One of the guys politely asked him what he did. It turned out he’d been a US Army Colonel and he’d been recruited by the World Bank to look after projects in the rain forest for the World Bank. He was absolutely fascinating as he told about his work. He said that if you slash and burn the rainforest, you make just a few thousand dollars an acre, but if you harvest it selectively using the local Indians, you make many times more. He told how trees would be left until maturity and how many of the plants were collected for drugs, leaving enough behind to collect in following years.
But he said to do this properly you needed to make tracks, which of course allowed the slash and burn merchants access to the jungle.
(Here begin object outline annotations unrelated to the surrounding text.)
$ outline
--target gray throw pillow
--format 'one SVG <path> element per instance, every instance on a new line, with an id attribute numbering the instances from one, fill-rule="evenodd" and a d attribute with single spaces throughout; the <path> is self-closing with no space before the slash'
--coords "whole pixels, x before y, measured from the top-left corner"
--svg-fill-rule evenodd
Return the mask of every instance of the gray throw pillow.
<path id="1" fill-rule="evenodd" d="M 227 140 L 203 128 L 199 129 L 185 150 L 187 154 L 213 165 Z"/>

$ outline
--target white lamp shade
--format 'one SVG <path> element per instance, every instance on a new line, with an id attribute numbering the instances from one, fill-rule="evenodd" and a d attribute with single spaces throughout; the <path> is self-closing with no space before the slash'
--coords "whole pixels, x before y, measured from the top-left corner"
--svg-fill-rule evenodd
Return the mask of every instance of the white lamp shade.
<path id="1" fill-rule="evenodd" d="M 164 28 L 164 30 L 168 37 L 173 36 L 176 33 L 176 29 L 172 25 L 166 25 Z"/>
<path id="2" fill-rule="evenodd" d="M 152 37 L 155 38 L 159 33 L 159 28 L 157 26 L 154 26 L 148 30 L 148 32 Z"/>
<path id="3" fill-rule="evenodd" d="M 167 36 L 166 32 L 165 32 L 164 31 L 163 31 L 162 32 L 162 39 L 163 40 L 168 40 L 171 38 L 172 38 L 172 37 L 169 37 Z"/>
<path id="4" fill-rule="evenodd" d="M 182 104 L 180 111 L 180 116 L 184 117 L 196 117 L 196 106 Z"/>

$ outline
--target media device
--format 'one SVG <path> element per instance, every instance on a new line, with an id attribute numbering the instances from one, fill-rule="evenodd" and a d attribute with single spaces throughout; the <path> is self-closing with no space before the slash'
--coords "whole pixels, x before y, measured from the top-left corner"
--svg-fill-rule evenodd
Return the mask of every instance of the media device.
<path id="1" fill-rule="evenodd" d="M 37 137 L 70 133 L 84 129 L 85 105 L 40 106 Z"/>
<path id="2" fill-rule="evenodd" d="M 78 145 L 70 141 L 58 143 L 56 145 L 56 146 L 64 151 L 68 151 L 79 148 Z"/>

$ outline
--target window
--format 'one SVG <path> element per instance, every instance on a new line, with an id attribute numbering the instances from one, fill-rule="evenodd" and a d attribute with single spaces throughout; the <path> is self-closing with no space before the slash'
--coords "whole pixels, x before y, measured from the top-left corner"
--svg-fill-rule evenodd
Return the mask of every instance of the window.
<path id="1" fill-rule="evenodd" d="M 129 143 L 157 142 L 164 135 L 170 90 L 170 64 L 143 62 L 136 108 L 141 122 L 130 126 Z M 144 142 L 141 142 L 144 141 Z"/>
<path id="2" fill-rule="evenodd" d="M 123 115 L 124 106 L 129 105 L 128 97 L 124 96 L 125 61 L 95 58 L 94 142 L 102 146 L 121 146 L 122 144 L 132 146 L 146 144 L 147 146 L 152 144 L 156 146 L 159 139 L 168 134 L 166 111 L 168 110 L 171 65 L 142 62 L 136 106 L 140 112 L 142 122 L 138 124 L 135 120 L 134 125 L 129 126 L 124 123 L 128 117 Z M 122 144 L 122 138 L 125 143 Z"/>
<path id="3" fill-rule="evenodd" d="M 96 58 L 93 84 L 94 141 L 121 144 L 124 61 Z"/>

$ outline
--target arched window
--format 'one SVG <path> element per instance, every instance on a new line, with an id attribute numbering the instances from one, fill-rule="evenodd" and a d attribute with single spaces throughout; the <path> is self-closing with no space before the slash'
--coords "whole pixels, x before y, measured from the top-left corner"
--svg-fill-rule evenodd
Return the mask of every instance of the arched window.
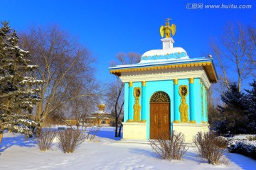
<path id="1" fill-rule="evenodd" d="M 170 103 L 170 98 L 164 91 L 156 91 L 150 98 L 150 103 Z"/>

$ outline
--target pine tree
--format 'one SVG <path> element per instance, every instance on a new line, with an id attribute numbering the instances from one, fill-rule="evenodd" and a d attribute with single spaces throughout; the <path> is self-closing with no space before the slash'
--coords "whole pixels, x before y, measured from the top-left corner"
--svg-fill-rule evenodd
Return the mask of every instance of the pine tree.
<path id="1" fill-rule="evenodd" d="M 247 109 L 245 113 L 250 120 L 247 125 L 248 132 L 256 134 L 256 81 L 254 80 L 250 85 L 252 86 L 252 89 L 245 90 L 247 92 Z"/>
<path id="2" fill-rule="evenodd" d="M 0 28 L 0 143 L 4 130 L 31 135 L 33 106 L 42 81 L 34 76 L 37 65 L 31 65 L 30 54 L 18 45 L 16 32 L 8 22 Z"/>

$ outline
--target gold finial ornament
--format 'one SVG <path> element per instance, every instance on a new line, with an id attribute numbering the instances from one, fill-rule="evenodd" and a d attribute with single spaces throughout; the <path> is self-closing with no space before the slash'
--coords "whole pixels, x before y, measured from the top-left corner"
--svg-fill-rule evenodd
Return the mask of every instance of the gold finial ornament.
<path id="1" fill-rule="evenodd" d="M 171 26 L 170 26 L 169 23 L 170 18 L 168 18 L 166 19 L 165 26 L 161 26 L 160 27 L 160 35 L 163 38 L 164 37 L 164 33 L 165 33 L 166 38 L 171 37 L 171 34 L 173 36 L 174 36 L 176 33 L 176 26 L 173 23 L 171 24 Z"/>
He also said that a lot of the problems were down to money lenders and corrupt operators, who drive the eco-system for their own selfish ends.
It was an amazing education in a limousine.
This story about a gas tanker going from Norway to Japan on first glance looks to be a good news story. At least for Norway, who were probably paid a lot for all that gas!
But am I right in thinking, that the trip is only possible because the world is warming and the ice has melted?
Has anybody asked the polar bears for their opinion?
I visited two more of CrossRail’s green walls today, in Hanover Square and Park Lane.
They certainly seem a good way to improve the look of a building site.
The IPPR is reported to be saying that fuel prices should rise, much to the dismay of motorists. It’s all here in the Telegraph.
I don’t care what happens to fuel prices personally, as I don’t have a car and I get my public transport in the London area free.
But I’ve always felt that fuel prices are too low, as this increases consumption, which increases global warming. It also reduces the pressure for vehicle manufacturers to make more fuel-efficient vehicles.
Concerning the latter, I have a lot of hybrid-buses near me, including of course, the New Bus for London. All of these hybrid buses deliver much higher lower fuel consumption and in addition, quantities of black smoke and noise.
Rises in fuel prices would improve our vehicles in other ways.